Vanjagar Ulagam is an upcoming film that has Guru Somasundaram in the lead. The film is directed by debutant Manoj Beedha, and produced by Labrynth films. The film has cinematography by Rodrigo Del Herrera, and music by Sam CS of Vikram Vedha fame.
Talking exclusively to Behindwoods, the cinematographer answered a lot of questions related to the film and his career.
1) Since you are from a foreign country, how was the process of getting adapted to the regional Tamil flavour? Was language a barrier?
The language barrier was not that hard to come around. As a cinematographer I believe every film develops its own communication tools and visual language is understood all around the world. Not knowing what exactly the dialogues said was in fact a great situation to be in. Since you don't have that aid to communicate you put extra effort to develop other layers to communicate how the scene should make the audience feel. Then it strengthens the cinematography and adds better opportunity for subtext.
2) Vanjagar Ulagam is a gangster film. What was your approach to this film? Was there any inspiration from other classic gangster films?
Gangster films always have an appeal for cinematographers. There is room for everything, their personality is so broad that you can reflect that in the visual style of the movie. We developed a dark mood that fitted some scenes and also we played with some color associative tools. We watched lots of Scorsese movies during preparation just to get us on the mood and analyze what great filmmakers have done on the genre. Then we developed our own style and tried to approach the story in a unique way.
3) You've worked on a lot of short films. How different was the experience to work on a feature?
It was not so different. In fact, it gave me more freedom to develop narrative tools that take time to establish. I have worked on other features and its always a different journey. It depends on the script and the director and the ambitions of the project, but I believe my work is exactly the same. I still have to connect with the story and understand the scenes and develop with the director a visual style that would fit the movie, or scene you are focusing at the moment. Every day on set, be it a feature length film, short film, or 30 second commercial, the work and effort put day to day is the same. We work to craft visual content, and to try to provoke an emotion with it.
4) How was the experience of working with Manoj Beedha - the director, and what impressed you the most?
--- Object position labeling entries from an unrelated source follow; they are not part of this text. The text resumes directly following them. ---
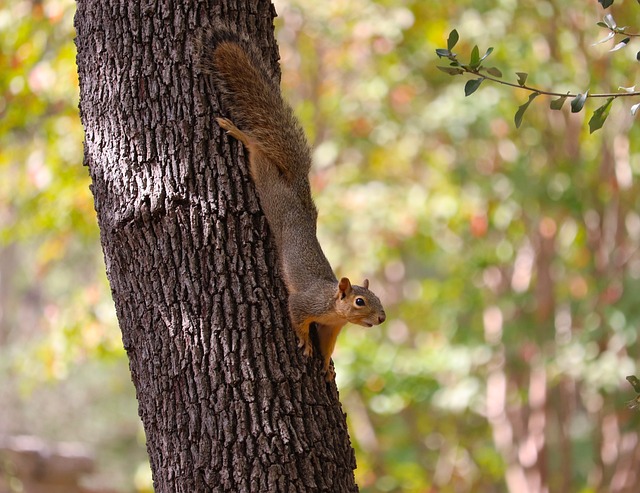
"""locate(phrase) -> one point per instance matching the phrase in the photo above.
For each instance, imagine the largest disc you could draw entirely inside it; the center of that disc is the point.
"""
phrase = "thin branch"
(549, 93)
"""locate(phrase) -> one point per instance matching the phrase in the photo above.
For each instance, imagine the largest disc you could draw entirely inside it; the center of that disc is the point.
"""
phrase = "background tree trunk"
(227, 400)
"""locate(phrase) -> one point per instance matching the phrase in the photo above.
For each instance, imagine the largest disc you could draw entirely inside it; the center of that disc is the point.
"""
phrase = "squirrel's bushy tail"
(251, 94)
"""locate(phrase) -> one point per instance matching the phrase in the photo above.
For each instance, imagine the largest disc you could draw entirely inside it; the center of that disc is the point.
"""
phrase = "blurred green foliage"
(507, 259)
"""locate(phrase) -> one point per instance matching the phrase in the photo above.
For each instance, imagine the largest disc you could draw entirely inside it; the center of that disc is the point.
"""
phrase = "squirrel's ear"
(344, 287)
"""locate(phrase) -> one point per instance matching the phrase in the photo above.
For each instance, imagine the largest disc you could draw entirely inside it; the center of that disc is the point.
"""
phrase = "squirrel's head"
(359, 305)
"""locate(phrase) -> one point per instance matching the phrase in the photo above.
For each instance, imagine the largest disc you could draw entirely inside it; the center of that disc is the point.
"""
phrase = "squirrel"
(279, 162)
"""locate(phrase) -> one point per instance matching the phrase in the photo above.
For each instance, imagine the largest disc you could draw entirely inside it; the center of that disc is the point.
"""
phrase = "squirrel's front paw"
(329, 374)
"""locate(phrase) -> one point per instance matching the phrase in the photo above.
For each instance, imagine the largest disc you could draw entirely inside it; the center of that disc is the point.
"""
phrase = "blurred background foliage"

Working with Manoj has been a fun journey. I know Manoj for quite some years now, and we had collaborated together in New York for a short film and we found that there was a creative connection. The advantage of working with him is that I knew we would have great communication and our taste in visuals is definitely a good match. His passion to make a good movie really motivated me throughout the shoot, he never thought of the movie as a very commercial one even though it might appeal to a broad public. His intention was always to craft his vision, and bring life to the script and characters, to finally make a movie of his own liking.
He also added that, "Creative desitions were always put first, Manoj had a great trust in me and the moment I brought up the idea of shooting the movie with anamorphic lenses he was on board all the way. There was a discussion with the production team regarding the expenses. That kind of creative decision would imply and after a week of back and forth talks, Manoj interceded and the decision was made. We shoot mostly on the Arri Master Anamorphics. But to my surprise they were so hard to get here in Chennai, and we had to get them brought from Mumbai for the shoot. Some specific sequences were also shot with Hawk V-lite anamorphic glass.
5) Can we expect to see you in more Tamil films?
I hope so. I fell in love with the Tamil film industry and I would like to know more interesting and talented directors who want to create quality content and great stories. As of now my intention is to work in more Tamil films and other Indian films from regions I have not explored. I've worked in several countries and collaborated with directors from all around the world and my intention is to continue the same.
6) What are your upcoming projects?
I have a few feature films in talks right now. A musical drama that I have been working with a Mexican director friend of mine might be fully funded in 2019. A comedy feature, which a Dominican upcoming director wrote and wants me to shoot with her. And finally a documentary series I am co-producing and shooting with another talented director friend of mine.
(End of Interview)
Vanjagar Ulagam is a gangster film that is releasing on August 7. The movie focusses on the psychology of a gangster and is one of the most anticipated films in recent times.